The movie goes on and we’re introduced to a couple more characters. Gwen Stacy is introduced and she is dating Eddie Brock. Harry is awake and conscious but he lost his memory. He doesn’t remember hating Peter or his father dying at the hands of Spider-Man. This is interesting because of the plot possibilities. How they execute it and make Peter and Harry’s relationship come full circle in the end, was awesome to me. Mary Jane is then fired and a parade is being held for Spider-Man outside. This is awesome. I am tired of superheroes getting hate in movies from the citizens. It makes us look like we can’t accept change at all (even though if superheroes were real our government may nuke them in two seconds.) There is more evidence of Peter and Mary Jane’s distance too. He’s still Spider-Man and has an obligation to the city. But she feels as if she’s being left behind. It’s a bit unfair for Mary Jane to think this way, but it’s understandable. She just wants to be loved. Peter then commits a big no-no when it comes to girlfriends. He kisses Gwen Stacy as Spider-Man when the fans ask him too. Mary Jane gets jealous, but she mainly looks sad. Once again, more evidence of their broken relationship.
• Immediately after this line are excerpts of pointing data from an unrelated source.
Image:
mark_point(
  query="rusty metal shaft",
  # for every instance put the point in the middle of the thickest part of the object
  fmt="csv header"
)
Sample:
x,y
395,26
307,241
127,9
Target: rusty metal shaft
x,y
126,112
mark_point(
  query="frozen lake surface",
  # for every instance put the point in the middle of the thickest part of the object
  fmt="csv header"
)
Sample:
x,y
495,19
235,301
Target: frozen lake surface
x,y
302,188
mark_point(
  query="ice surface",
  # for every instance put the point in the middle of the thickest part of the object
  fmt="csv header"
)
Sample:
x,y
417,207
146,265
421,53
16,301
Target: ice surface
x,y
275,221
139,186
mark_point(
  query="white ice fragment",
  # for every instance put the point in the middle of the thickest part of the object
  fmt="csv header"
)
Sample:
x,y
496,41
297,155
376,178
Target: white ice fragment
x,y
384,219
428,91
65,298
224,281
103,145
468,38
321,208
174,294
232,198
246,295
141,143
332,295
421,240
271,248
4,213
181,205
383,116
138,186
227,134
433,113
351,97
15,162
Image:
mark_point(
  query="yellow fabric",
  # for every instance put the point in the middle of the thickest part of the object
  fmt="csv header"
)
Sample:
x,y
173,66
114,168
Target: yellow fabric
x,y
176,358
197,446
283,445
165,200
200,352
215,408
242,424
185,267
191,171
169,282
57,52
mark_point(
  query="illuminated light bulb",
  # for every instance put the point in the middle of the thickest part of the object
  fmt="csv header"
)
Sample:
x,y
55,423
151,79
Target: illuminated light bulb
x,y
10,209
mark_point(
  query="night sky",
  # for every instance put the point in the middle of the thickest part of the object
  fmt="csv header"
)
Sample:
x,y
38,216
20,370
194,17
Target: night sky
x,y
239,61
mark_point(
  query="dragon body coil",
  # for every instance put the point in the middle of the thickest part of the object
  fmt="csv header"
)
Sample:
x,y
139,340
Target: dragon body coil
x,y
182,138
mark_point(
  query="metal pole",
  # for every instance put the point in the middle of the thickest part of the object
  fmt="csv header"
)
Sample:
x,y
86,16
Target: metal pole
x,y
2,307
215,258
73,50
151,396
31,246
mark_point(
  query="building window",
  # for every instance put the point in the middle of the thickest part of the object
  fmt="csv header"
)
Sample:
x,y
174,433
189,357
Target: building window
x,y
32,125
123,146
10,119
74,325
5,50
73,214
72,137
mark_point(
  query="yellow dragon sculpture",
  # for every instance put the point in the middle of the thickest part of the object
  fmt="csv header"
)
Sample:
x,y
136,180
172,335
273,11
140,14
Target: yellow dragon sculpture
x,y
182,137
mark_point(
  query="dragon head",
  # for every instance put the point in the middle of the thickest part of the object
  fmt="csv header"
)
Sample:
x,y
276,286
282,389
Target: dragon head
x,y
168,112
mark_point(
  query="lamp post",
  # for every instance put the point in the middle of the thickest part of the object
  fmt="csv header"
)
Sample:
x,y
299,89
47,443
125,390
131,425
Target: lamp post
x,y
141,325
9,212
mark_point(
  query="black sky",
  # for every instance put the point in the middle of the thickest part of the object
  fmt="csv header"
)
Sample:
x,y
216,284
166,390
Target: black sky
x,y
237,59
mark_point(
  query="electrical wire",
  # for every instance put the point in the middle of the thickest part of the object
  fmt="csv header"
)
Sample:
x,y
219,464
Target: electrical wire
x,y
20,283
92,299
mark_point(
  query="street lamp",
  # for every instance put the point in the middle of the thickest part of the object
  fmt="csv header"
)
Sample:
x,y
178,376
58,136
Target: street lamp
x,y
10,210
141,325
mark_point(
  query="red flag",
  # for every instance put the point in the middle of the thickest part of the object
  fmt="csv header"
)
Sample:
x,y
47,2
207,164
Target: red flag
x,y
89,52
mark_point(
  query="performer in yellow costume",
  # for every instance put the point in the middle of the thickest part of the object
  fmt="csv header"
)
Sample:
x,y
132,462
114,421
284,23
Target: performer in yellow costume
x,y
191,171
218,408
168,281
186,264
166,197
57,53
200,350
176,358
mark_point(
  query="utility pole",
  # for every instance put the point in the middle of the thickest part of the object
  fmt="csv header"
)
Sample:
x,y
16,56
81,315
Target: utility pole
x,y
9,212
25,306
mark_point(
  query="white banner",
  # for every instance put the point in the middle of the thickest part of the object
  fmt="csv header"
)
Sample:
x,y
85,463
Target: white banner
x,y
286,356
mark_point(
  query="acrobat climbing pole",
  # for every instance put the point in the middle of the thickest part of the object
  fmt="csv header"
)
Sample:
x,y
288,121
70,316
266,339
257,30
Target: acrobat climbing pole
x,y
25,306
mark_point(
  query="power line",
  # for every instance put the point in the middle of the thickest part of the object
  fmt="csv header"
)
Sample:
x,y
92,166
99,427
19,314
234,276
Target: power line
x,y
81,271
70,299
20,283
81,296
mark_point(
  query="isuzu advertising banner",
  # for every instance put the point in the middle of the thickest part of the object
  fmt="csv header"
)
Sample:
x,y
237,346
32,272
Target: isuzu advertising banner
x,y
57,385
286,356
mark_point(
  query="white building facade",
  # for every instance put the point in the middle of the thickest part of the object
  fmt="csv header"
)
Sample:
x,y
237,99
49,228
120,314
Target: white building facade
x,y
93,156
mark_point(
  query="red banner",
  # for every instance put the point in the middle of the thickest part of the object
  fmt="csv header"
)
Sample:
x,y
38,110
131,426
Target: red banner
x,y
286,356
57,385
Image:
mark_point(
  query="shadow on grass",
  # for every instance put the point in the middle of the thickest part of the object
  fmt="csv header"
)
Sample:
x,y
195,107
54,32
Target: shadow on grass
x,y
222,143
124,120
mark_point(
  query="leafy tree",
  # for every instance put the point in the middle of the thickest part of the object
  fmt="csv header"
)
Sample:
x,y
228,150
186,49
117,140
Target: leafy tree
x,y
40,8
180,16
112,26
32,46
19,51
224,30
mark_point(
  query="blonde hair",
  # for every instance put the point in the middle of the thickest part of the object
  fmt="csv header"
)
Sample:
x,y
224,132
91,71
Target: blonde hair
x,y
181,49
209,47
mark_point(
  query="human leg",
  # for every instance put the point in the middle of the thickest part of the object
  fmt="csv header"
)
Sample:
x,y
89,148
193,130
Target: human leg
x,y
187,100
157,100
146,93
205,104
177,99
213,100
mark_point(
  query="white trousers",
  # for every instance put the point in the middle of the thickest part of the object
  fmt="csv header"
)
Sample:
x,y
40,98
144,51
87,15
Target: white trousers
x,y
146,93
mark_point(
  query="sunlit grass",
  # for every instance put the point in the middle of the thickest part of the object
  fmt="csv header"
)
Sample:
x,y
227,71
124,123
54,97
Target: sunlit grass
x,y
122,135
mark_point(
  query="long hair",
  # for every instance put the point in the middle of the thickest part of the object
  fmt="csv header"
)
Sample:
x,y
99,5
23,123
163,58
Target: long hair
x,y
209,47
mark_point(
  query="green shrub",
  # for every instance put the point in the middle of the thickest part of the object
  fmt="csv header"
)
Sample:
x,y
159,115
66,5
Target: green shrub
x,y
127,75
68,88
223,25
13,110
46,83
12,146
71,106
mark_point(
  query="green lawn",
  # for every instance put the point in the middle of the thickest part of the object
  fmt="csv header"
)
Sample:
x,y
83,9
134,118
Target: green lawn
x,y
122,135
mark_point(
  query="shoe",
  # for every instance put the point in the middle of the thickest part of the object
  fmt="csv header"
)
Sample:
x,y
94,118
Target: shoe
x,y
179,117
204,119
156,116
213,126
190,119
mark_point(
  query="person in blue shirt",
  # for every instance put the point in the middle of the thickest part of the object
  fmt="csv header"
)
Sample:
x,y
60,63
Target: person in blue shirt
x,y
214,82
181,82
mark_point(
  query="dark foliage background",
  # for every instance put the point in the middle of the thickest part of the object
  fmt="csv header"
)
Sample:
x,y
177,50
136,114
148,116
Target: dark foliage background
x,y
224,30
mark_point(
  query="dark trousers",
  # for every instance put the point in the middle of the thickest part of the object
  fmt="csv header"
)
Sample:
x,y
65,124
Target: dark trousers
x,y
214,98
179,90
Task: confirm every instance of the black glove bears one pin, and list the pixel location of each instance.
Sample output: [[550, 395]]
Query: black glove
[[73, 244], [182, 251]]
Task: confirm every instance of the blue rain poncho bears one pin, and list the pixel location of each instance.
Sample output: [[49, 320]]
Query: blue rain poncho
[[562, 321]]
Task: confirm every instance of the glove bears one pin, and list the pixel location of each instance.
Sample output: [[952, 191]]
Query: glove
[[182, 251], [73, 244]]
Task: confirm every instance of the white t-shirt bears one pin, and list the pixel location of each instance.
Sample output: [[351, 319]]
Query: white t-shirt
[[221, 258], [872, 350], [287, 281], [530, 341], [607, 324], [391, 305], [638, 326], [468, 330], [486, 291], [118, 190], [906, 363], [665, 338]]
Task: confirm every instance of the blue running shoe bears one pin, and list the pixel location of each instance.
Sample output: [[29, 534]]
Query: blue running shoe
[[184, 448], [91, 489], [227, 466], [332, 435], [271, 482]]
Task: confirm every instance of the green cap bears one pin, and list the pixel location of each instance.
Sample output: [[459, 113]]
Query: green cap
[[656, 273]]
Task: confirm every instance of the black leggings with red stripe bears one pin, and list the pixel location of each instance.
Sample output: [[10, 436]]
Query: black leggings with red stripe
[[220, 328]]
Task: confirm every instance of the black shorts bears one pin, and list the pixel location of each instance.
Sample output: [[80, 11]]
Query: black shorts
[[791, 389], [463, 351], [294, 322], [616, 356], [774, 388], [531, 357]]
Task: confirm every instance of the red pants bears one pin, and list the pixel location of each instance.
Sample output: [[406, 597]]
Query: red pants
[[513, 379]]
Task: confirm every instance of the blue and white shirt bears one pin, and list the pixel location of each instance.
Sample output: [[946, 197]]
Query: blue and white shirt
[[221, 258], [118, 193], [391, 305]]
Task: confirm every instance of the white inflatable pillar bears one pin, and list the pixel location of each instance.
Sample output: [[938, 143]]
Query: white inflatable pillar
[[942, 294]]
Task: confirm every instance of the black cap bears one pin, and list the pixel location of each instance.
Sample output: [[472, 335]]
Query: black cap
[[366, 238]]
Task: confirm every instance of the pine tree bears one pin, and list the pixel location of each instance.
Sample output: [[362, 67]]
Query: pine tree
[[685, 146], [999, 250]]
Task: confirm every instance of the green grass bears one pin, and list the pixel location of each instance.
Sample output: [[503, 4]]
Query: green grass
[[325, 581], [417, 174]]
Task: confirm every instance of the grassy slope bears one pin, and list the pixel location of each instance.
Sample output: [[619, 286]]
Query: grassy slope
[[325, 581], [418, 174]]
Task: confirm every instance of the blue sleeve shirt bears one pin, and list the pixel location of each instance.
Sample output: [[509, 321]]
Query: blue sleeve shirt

A fight then happens between Spider-Man and Sandman. It’s pretty funny because Spidey is feeling himself here. “I’m the sheriff around these parts,” is what he says to Sandman. This fight is a prime example of the good guy that Spidey is. Whenever he fights, no matter how tough the situation is, he always saves people. He doesn’t just let innocent bystanders die. He makes that a priority over beating the bad guy sometimes. Some heroes just blow through cities and beat the bad guy mercilessly. I think that’s what had some people upset about Man of Steel. Superman didn’t try to save anybody during that fight. He was just hitting Zod all over the place. Spider-Man doesn’t think twice about it. He’ll take a few bumps so people can be safe.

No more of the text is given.